From: eprints-tech-bounces@ecs.soton.ac.uk [mailto:eprints-tech-bounces@ecs.soton.ac.uk] On Behalf Of David R Newman via Eprints-tech
Sent: 27 January 2021 12:12
To: eprints-tech@ecs.soton.ac.uk; martin.braendle@uzh.ch; systems <systems@mdc-berlin.de>
Subject: Re: [EP-tech] Antwort: Re: [ext] Re: [3.4.2] Wrong status of indexer on the admin site

 

Hi Martin,

Although getting EPrints to work nicely in a distributed environment would be a great thing to have, it feels like a Herculean task, as there are so many aspects of EPrints that would need to be considered.  It would certainly be a very interesting project that I would like to be involved with if time permits.  However, it may be better led by someone like yourself who has had greater experience adapting your EPrints repository into one that works in a somewhat distributed manner.

I am happy to get together for a online chat (e.g. Zoom, Teams, Jitsi, etc.) to discuss how we might take this forward.  It would be good to have other people involved in this initial chat (although experience tells me that many more than six people in a video call starts to get a bit manic).  Feel free to suggest some times and dates you are free for such a discussion and we can figure out how/when to do this.

Regards

David Newman

On 27/01/2021 11:32, Martin Braendle via Eprints-tech wrote:

CAUTION: This e-mail originated outside the University of Southampton.

Hi David,

interesting thread.
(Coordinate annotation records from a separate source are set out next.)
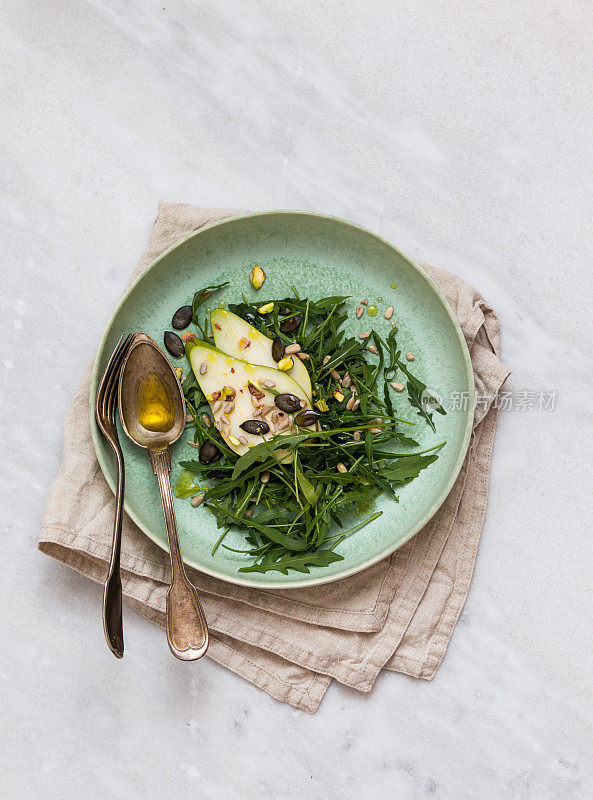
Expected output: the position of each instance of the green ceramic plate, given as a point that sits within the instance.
(319, 255)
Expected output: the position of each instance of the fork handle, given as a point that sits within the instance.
(187, 631)
(112, 594)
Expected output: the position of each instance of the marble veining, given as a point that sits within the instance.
(461, 132)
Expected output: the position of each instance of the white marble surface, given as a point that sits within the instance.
(461, 131)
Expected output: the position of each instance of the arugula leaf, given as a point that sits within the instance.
(201, 296)
(409, 467)
(289, 521)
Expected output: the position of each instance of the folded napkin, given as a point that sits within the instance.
(399, 614)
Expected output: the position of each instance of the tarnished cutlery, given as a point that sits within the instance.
(105, 407)
(152, 414)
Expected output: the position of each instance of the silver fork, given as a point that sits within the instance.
(105, 406)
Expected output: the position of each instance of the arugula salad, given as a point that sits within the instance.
(294, 424)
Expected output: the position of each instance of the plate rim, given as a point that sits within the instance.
(318, 581)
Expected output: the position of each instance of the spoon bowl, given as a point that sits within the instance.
(146, 358)
(146, 369)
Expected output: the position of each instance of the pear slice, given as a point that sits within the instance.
(221, 376)
(239, 339)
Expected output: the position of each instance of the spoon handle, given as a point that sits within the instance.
(187, 631)
(112, 600)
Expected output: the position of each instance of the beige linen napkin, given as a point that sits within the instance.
(399, 614)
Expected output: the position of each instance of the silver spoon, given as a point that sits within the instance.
(105, 406)
(150, 395)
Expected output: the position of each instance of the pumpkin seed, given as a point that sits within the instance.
(285, 364)
(174, 344)
(306, 418)
(278, 347)
(182, 317)
(257, 427)
(290, 324)
(209, 453)
(257, 277)
(287, 402)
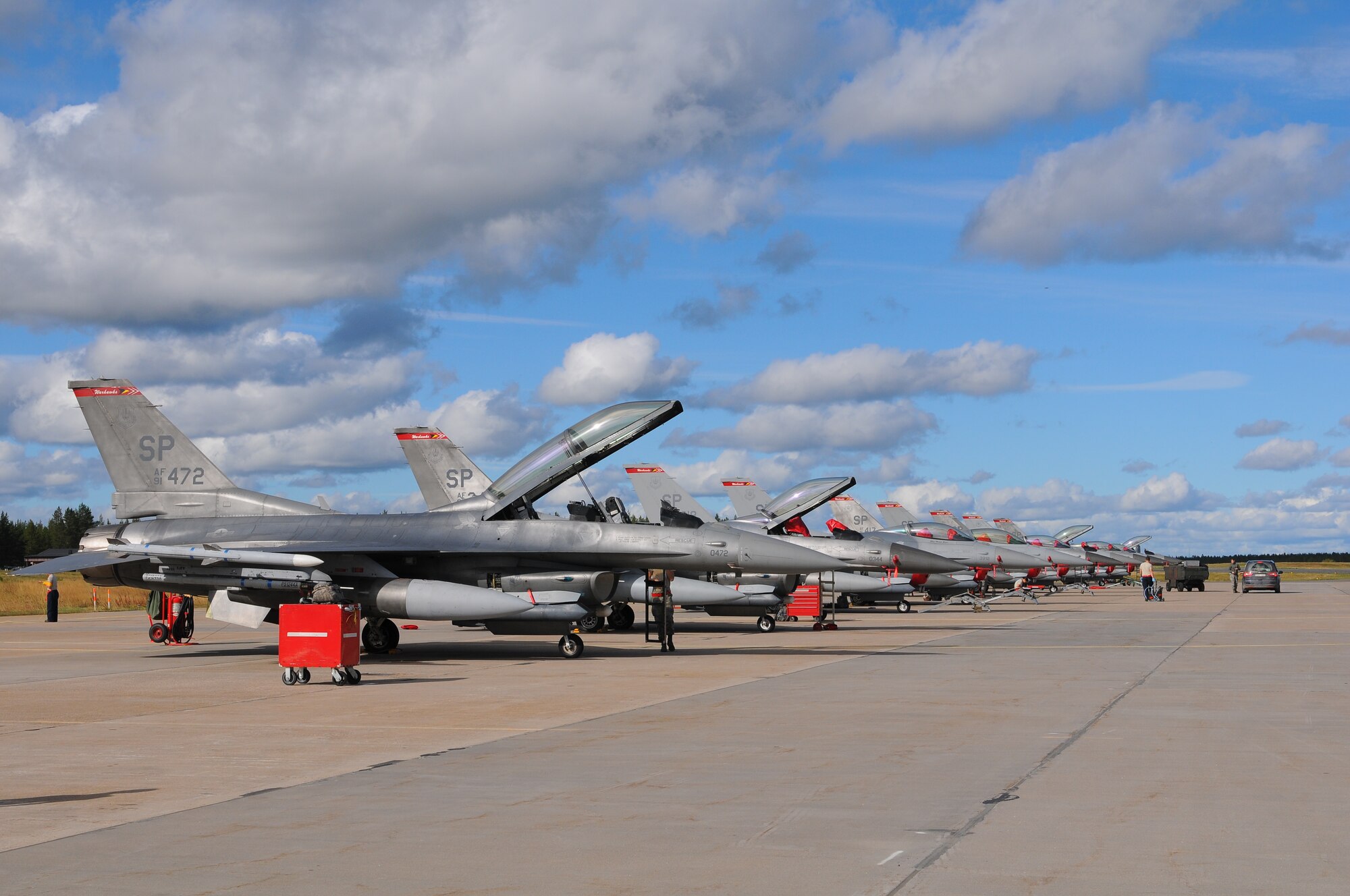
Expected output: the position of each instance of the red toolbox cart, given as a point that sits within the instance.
(319, 635)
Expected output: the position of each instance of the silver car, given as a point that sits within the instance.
(1260, 576)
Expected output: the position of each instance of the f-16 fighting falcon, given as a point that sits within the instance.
(183, 523)
(446, 476)
(664, 499)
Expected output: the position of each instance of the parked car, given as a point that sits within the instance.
(1260, 576)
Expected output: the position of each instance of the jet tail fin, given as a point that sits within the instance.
(747, 499)
(443, 472)
(156, 470)
(657, 491)
(896, 515)
(854, 515)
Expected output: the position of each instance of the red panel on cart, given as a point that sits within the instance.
(805, 603)
(319, 635)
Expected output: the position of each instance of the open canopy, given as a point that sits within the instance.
(804, 499)
(574, 450)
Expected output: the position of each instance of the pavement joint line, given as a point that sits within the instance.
(1050, 758)
(561, 727)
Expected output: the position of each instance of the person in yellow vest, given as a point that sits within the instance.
(53, 597)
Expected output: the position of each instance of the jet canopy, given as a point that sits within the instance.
(805, 497)
(574, 450)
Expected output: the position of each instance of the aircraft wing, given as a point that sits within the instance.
(80, 561)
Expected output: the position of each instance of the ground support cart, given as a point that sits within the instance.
(323, 636)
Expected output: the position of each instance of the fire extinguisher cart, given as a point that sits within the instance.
(171, 617)
(321, 636)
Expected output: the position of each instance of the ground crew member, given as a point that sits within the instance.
(664, 605)
(53, 597)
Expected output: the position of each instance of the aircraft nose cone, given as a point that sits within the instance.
(917, 561)
(761, 554)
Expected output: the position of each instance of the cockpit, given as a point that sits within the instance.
(572, 451)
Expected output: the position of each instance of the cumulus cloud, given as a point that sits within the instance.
(605, 368)
(259, 156)
(1006, 63)
(788, 253)
(878, 373)
(934, 495)
(870, 426)
(1164, 183)
(1262, 428)
(1324, 333)
(1160, 493)
(1283, 454)
(703, 314)
(705, 203)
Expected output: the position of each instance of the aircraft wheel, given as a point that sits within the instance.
(380, 636)
(623, 619)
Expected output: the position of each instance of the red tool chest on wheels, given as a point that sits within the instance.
(319, 635)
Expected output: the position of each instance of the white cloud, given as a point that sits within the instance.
(1006, 63)
(1283, 454)
(1164, 183)
(705, 203)
(934, 495)
(259, 156)
(1262, 428)
(605, 368)
(875, 372)
(871, 426)
(1160, 493)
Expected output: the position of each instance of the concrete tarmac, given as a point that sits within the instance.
(1094, 744)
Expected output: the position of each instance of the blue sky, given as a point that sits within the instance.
(1031, 258)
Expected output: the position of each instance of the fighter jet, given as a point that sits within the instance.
(664, 499)
(488, 558)
(448, 476)
(749, 500)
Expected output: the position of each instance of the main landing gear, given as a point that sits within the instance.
(380, 636)
(570, 647)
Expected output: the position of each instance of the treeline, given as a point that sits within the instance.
(1316, 557)
(24, 539)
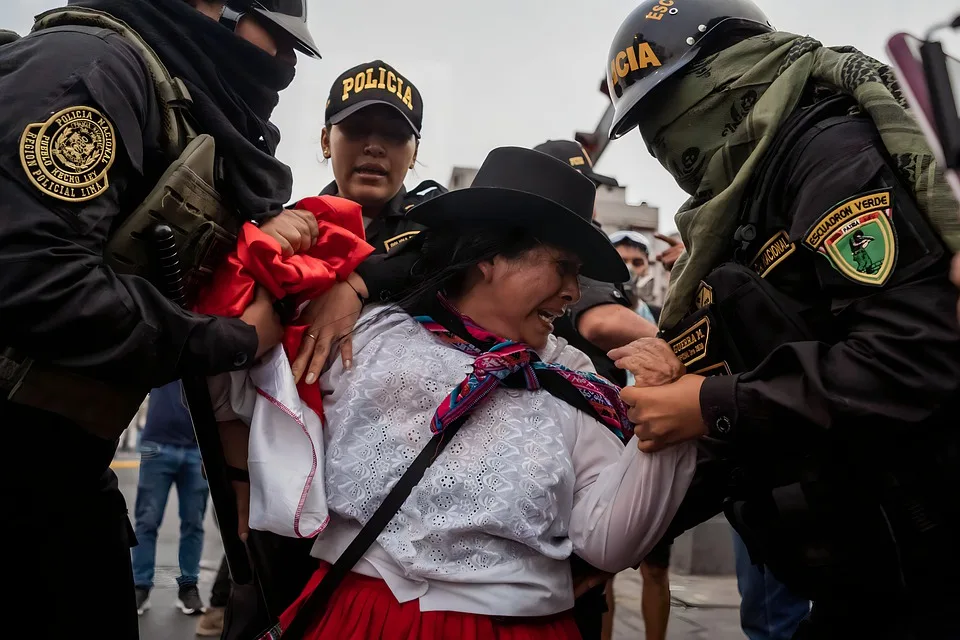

In our case, we have a three-server setup running on a shared file system.
The indexer runs on a compute node that also carries out all the cronjobs so that the web servers are free for their task to serve to the Web.
Calling cgi/counter on one of the web servers will always tell us that there is no indexer running because there is no matching process id from the indexer.pid file on the compute node.
Also, starting/stopping the indexer would just start another instance on the web server node  (and probably raise a conflict in the indexer.pid file). So we never do that this way, but via console or scripts (e.g. in the case of automated backups of the Xapian index).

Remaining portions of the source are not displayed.